Não são poucos filmes, ao longo da história do cinema, que se passam em locais fechados. Podemos voltar a Doze Homens e uma Sentença, de Sidney Lumet, ou O Anjo Exterminador, de Luís Buñuel. São em lugares fechados que algumas crises se instalam, seja de convivência, seja de natureza. Mas podemos indicar temporalmente que esse tipo de filme ganhou uma sobrevida no período pandêmico, em que a ideia de ficar preso em casa ganhou proporções cinematográficas tanto afeitas ao realismo quanto também as questões fantásticas, de terror ou ficção cientifica.
Com a mesma intensidade que esses filmes chegaram aos streamings, eles também passaram a se repetir dentro de uma fórmula. Esse é o caso de A Última Casa, de Louis Leterrier, filme protagonizado por Wagner Moura e Greta Lee e que chegou a Netflix na última semana. “A chuva” é o estopim para que as pessoas fiquem presas em casa, enquanto seres não identificáveis rondam aquele espaço. Existe, no filme, uma ideia muito clara de absorver as questões familiares antes que as ameaças surjam.

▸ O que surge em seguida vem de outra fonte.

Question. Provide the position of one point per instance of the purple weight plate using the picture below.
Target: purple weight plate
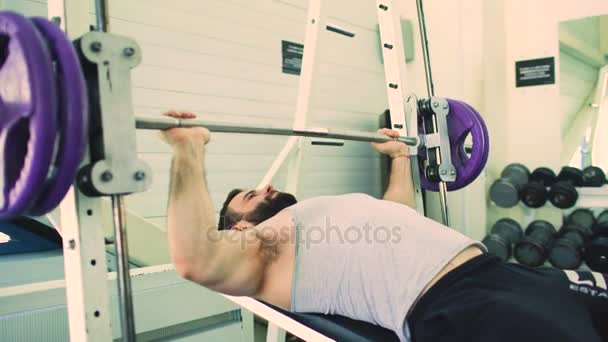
(72, 117)
(461, 122)
(486, 135)
(28, 111)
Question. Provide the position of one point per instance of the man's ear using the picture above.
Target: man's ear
(242, 225)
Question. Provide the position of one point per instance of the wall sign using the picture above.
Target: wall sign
(535, 72)
(292, 57)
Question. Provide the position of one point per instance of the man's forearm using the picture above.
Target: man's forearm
(190, 213)
(401, 186)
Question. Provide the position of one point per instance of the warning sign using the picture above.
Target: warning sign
(292, 57)
(535, 72)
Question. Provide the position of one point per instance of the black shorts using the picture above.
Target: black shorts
(486, 299)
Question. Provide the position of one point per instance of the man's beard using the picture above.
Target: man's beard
(270, 207)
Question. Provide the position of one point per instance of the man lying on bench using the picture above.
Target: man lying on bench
(372, 260)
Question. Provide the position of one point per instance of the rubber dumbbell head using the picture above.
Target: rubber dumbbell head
(596, 254)
(535, 194)
(567, 250)
(603, 217)
(534, 247)
(582, 217)
(593, 176)
(503, 235)
(505, 191)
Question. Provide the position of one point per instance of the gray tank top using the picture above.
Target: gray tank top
(367, 259)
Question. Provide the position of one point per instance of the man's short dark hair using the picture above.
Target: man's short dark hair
(228, 217)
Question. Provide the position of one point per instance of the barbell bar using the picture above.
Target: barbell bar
(164, 123)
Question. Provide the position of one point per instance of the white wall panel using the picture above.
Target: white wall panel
(223, 61)
(577, 78)
(30, 8)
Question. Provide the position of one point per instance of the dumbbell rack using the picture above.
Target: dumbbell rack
(595, 199)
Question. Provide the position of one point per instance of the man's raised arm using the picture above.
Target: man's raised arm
(400, 186)
(225, 261)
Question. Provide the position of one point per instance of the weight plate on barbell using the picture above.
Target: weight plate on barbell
(28, 113)
(462, 121)
(72, 117)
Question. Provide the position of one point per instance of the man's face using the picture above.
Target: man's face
(258, 206)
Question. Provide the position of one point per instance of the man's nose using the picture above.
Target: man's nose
(268, 189)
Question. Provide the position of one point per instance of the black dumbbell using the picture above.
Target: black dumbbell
(505, 191)
(504, 234)
(593, 176)
(534, 194)
(602, 218)
(596, 254)
(563, 193)
(596, 251)
(567, 250)
(534, 247)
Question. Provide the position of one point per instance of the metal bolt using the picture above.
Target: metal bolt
(139, 175)
(128, 52)
(106, 176)
(96, 46)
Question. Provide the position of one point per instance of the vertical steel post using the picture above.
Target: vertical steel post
(86, 271)
(443, 190)
(395, 73)
(121, 248)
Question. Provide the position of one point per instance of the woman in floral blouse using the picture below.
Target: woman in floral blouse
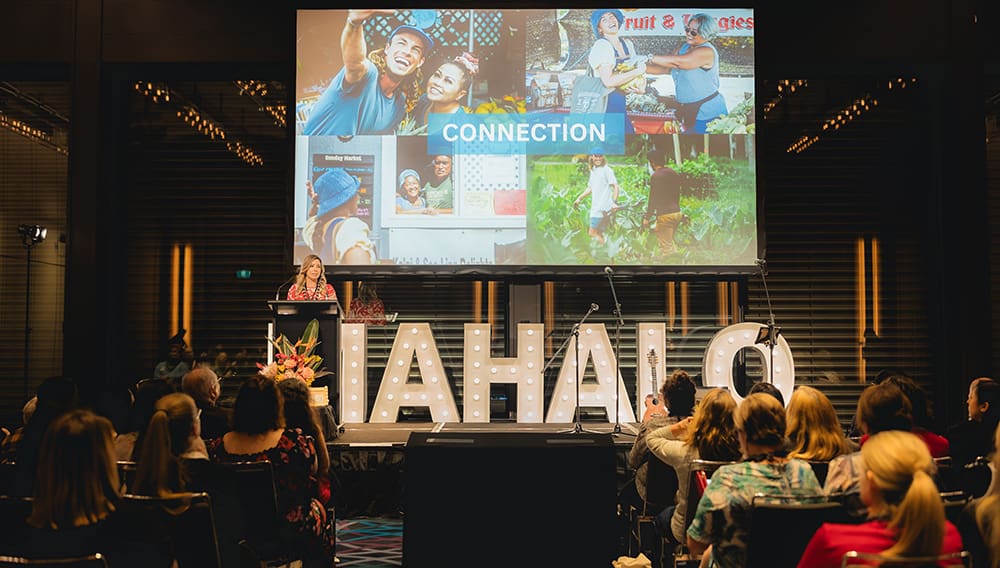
(311, 282)
(259, 435)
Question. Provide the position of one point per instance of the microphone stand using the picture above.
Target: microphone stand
(772, 330)
(617, 431)
(277, 293)
(574, 333)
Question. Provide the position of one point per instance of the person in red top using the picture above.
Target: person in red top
(906, 515)
(311, 282)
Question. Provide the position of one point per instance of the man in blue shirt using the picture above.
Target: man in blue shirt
(369, 94)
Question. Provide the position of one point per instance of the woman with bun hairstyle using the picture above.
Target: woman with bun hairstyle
(905, 512)
(446, 88)
(709, 435)
(720, 528)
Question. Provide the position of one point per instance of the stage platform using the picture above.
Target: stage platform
(395, 435)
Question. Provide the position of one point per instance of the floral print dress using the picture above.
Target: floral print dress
(296, 487)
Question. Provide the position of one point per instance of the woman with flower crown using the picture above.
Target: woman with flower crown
(446, 88)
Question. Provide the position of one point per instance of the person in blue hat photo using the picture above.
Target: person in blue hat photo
(373, 91)
(608, 51)
(340, 236)
(604, 187)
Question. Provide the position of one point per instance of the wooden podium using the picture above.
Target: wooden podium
(290, 319)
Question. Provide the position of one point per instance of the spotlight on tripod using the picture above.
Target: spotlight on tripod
(31, 235)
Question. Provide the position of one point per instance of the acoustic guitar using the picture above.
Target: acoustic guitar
(654, 406)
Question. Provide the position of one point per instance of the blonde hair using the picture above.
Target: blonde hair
(300, 279)
(762, 419)
(900, 465)
(988, 511)
(713, 432)
(77, 480)
(813, 427)
(160, 472)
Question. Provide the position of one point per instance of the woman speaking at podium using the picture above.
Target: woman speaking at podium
(311, 284)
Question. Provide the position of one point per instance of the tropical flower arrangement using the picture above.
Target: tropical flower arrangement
(296, 360)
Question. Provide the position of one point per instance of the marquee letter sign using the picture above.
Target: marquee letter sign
(717, 370)
(353, 372)
(414, 340)
(594, 343)
(481, 371)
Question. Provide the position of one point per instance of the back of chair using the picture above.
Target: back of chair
(258, 502)
(661, 485)
(7, 474)
(187, 520)
(947, 477)
(820, 469)
(954, 502)
(854, 559)
(126, 474)
(14, 513)
(780, 531)
(92, 561)
(975, 478)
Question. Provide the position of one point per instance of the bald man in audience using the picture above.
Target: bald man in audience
(202, 384)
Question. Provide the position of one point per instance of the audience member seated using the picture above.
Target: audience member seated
(56, 396)
(259, 435)
(366, 307)
(8, 447)
(710, 435)
(76, 490)
(814, 432)
(147, 392)
(675, 403)
(720, 526)
(973, 438)
(298, 414)
(768, 388)
(202, 384)
(173, 460)
(881, 407)
(176, 363)
(979, 523)
(922, 415)
(906, 515)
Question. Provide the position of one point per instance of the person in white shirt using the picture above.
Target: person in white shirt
(604, 187)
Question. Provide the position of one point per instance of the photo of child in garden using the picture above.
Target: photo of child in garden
(668, 199)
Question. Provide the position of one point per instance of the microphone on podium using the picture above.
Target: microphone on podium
(277, 293)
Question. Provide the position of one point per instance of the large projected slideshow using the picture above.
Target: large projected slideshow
(533, 138)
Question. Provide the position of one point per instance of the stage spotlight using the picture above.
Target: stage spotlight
(32, 234)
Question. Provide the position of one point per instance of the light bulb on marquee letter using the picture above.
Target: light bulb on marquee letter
(503, 370)
(353, 372)
(594, 343)
(717, 369)
(434, 390)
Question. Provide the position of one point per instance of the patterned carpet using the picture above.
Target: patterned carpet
(370, 542)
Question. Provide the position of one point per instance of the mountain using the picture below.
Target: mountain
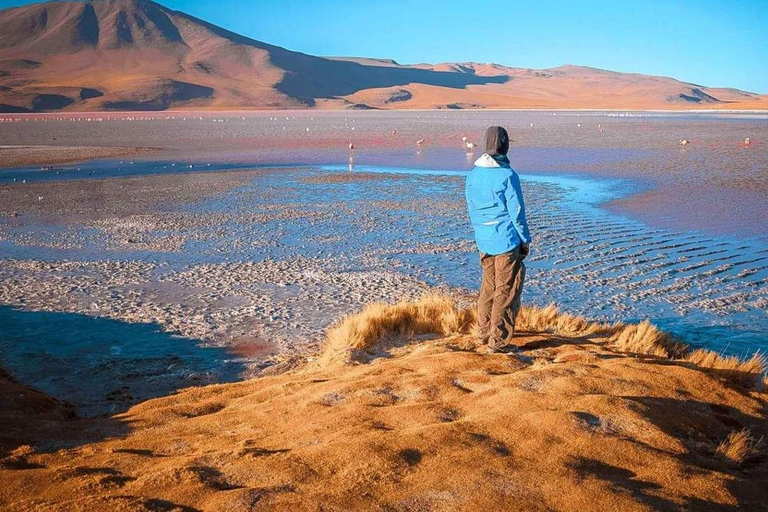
(138, 55)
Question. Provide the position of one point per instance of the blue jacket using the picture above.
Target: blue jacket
(496, 207)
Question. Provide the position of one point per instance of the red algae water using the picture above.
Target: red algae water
(628, 224)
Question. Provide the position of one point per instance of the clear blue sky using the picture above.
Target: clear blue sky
(709, 42)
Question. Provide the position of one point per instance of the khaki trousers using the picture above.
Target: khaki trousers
(500, 293)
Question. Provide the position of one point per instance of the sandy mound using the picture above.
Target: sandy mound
(398, 413)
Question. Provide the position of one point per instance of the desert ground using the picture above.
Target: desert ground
(396, 402)
(225, 249)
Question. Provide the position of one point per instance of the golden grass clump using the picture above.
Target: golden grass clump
(550, 319)
(646, 338)
(748, 373)
(740, 447)
(379, 325)
(362, 332)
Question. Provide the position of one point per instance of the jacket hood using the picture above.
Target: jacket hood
(487, 160)
(496, 141)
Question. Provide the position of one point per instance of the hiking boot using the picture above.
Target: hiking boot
(487, 349)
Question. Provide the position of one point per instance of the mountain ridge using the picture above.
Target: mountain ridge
(102, 55)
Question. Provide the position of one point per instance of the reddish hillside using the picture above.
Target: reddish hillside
(139, 55)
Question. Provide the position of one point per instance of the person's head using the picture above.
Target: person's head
(496, 141)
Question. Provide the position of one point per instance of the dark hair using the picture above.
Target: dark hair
(496, 141)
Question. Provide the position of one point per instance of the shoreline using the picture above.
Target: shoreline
(28, 155)
(610, 414)
(379, 110)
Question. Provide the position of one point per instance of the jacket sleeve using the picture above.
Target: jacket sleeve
(516, 208)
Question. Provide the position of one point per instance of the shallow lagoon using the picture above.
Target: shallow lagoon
(294, 245)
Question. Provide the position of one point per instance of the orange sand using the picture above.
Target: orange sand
(419, 422)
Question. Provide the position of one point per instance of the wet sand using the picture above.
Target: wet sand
(23, 156)
(252, 261)
(570, 422)
(641, 146)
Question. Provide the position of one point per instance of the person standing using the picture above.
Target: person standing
(497, 212)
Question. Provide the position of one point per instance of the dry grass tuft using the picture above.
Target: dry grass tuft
(550, 319)
(748, 373)
(646, 338)
(379, 325)
(361, 333)
(740, 448)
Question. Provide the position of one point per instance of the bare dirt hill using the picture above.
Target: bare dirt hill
(138, 55)
(400, 413)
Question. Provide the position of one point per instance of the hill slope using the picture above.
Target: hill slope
(574, 421)
(139, 55)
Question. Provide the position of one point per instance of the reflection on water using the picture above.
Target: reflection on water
(104, 365)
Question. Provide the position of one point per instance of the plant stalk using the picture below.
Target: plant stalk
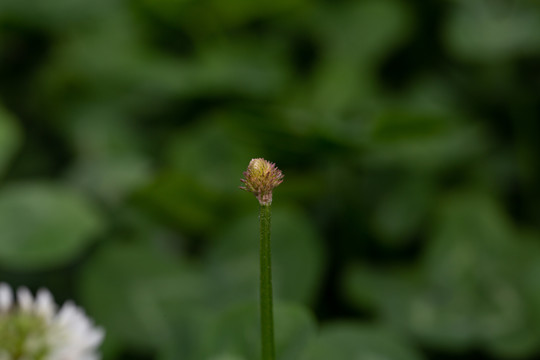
(267, 315)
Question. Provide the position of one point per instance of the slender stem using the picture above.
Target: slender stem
(267, 316)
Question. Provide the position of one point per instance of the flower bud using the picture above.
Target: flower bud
(261, 177)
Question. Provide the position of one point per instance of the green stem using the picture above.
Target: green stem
(267, 316)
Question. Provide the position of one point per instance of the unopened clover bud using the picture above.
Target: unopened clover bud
(261, 177)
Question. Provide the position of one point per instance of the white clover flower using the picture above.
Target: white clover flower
(32, 329)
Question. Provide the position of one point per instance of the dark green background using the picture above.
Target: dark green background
(408, 133)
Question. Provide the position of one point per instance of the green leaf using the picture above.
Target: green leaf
(145, 298)
(488, 31)
(44, 225)
(297, 257)
(469, 287)
(10, 138)
(346, 341)
(419, 139)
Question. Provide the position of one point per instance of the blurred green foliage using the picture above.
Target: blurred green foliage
(407, 225)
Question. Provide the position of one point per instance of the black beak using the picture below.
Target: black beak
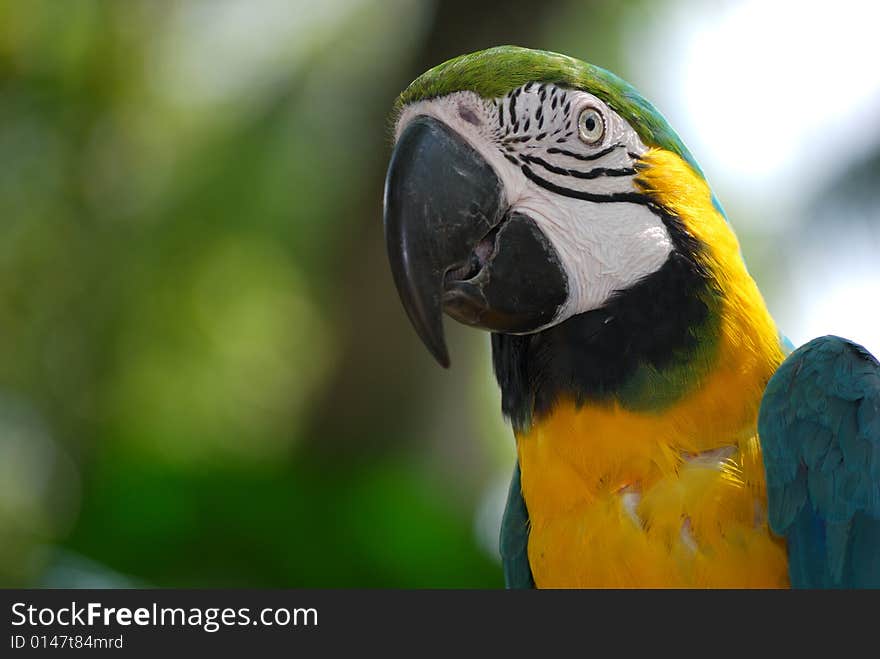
(453, 245)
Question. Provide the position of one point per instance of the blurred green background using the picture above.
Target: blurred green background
(206, 379)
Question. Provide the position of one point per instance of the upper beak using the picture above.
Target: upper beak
(455, 246)
(441, 199)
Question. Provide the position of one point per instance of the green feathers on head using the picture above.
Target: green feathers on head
(494, 72)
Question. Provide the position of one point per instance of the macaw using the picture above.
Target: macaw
(667, 434)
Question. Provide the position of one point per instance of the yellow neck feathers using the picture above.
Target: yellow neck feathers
(673, 497)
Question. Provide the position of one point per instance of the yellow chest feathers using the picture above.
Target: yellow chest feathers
(648, 515)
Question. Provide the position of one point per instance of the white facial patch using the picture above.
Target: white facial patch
(580, 194)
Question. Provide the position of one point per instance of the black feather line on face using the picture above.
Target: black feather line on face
(593, 355)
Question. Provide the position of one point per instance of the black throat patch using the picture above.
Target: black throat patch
(594, 356)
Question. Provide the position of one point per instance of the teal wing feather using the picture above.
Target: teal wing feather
(515, 537)
(819, 426)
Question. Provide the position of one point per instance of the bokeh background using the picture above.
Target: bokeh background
(205, 376)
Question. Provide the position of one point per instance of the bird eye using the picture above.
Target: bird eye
(591, 125)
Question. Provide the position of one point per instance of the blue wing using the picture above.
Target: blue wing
(515, 537)
(819, 426)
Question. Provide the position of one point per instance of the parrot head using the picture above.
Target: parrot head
(527, 189)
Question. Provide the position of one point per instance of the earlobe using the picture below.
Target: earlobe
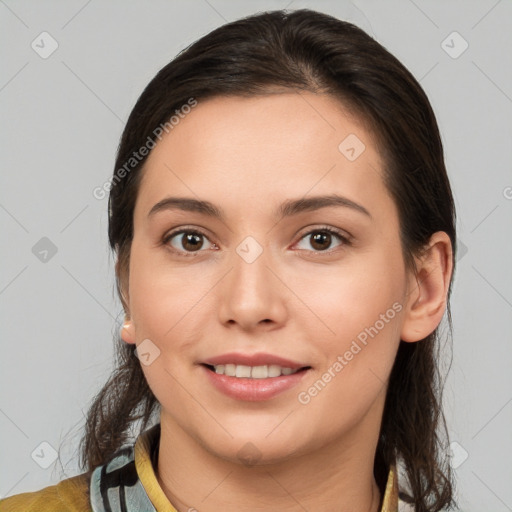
(127, 332)
(429, 287)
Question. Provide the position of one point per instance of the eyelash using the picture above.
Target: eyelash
(344, 239)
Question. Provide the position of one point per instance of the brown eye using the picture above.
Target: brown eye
(321, 239)
(186, 241)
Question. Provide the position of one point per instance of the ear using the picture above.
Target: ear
(127, 331)
(428, 289)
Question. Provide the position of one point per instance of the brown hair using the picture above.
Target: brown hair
(303, 50)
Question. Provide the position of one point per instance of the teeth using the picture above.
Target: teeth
(253, 372)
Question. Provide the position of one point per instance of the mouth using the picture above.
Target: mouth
(240, 371)
(254, 383)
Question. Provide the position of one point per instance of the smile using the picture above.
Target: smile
(252, 372)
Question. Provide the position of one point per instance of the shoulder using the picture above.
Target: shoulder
(69, 495)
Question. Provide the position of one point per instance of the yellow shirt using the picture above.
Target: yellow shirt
(74, 494)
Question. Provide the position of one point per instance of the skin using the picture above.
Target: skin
(247, 156)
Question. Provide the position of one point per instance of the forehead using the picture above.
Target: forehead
(253, 151)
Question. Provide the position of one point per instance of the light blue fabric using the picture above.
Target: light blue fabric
(116, 487)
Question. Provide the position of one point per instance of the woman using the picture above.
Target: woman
(285, 233)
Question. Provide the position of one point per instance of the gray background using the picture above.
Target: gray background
(61, 121)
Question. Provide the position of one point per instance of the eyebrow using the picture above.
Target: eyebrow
(286, 209)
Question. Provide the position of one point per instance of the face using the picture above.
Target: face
(301, 300)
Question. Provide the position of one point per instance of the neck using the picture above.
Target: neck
(337, 477)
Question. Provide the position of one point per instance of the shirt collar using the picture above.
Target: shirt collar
(128, 483)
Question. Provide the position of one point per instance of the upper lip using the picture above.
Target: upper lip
(260, 359)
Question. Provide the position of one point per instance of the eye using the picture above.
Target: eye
(322, 238)
(187, 241)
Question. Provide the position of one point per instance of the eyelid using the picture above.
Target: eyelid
(344, 237)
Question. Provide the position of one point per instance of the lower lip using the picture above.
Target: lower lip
(254, 390)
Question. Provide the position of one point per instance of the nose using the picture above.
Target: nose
(251, 295)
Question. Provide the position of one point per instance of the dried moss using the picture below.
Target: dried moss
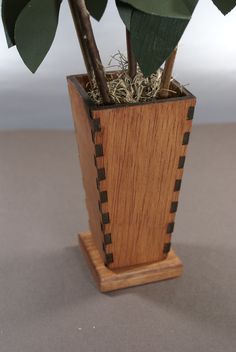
(122, 88)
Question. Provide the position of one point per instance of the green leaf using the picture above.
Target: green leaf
(96, 8)
(154, 38)
(125, 12)
(167, 8)
(10, 11)
(225, 6)
(35, 30)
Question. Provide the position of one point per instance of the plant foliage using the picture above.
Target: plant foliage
(156, 26)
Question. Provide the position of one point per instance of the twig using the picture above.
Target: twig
(80, 34)
(132, 63)
(90, 44)
(167, 74)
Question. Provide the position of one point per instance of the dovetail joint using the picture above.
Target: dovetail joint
(190, 113)
(166, 248)
(170, 227)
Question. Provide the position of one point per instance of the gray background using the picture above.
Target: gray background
(206, 63)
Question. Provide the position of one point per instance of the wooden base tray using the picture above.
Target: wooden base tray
(110, 280)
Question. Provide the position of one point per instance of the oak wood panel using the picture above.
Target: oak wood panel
(142, 145)
(110, 280)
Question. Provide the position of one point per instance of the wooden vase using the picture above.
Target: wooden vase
(132, 159)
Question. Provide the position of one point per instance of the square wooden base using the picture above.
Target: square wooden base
(110, 280)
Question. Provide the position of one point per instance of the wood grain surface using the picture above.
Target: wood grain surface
(141, 153)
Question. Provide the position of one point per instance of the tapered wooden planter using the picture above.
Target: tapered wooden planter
(132, 159)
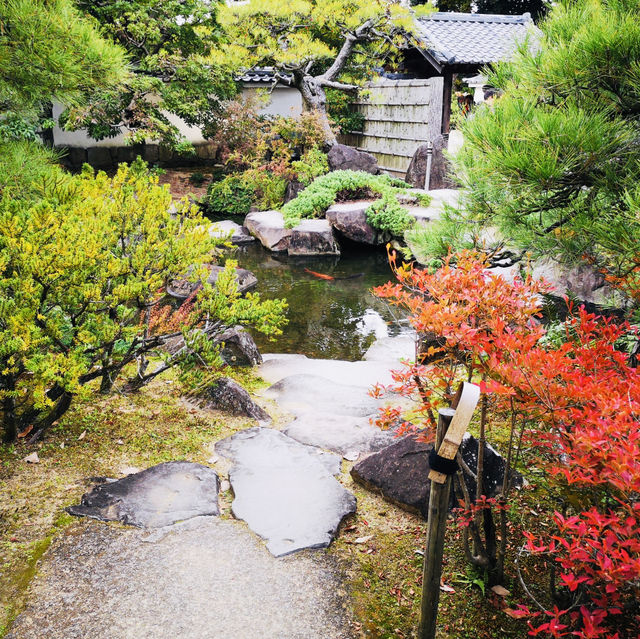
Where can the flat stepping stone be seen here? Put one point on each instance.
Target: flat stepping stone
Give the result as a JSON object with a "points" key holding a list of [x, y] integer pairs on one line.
{"points": [[387, 349], [339, 433], [309, 237], [303, 393], [285, 491], [229, 229], [350, 219], [205, 579], [400, 472], [181, 289], [156, 497], [364, 374]]}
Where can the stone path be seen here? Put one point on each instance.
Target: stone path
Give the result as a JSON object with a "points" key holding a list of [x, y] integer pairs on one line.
{"points": [[286, 491], [207, 578]]}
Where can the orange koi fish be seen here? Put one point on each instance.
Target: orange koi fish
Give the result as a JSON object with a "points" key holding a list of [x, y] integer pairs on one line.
{"points": [[322, 276]]}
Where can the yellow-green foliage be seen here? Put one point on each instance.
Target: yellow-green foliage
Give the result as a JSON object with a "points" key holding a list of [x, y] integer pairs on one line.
{"points": [[49, 51], [80, 269], [312, 30]]}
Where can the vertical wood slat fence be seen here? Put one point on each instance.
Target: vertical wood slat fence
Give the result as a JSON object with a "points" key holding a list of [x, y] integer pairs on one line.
{"points": [[399, 116]]}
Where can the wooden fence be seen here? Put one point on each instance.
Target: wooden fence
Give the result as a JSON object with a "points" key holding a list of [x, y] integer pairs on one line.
{"points": [[399, 116]]}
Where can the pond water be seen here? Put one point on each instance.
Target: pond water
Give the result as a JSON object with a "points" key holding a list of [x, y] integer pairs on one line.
{"points": [[332, 319]]}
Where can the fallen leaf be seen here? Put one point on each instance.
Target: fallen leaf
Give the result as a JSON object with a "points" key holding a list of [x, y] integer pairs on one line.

Mas Leterrier trabalha cenicamente com uma esterilidade emocional e de encenação que o filme, em alguns momentos, flerta com um aspecto publicitário que nem mesmo Moura ou Lee conseguem escapar. Não demora muito para que o projeto se torne algo com cheiro de mofo, de algo que poderia ter sido lançado no volume inexplicável de filmes do gênero, que é colocado na prateleira do streaming apenas como um produto descartável.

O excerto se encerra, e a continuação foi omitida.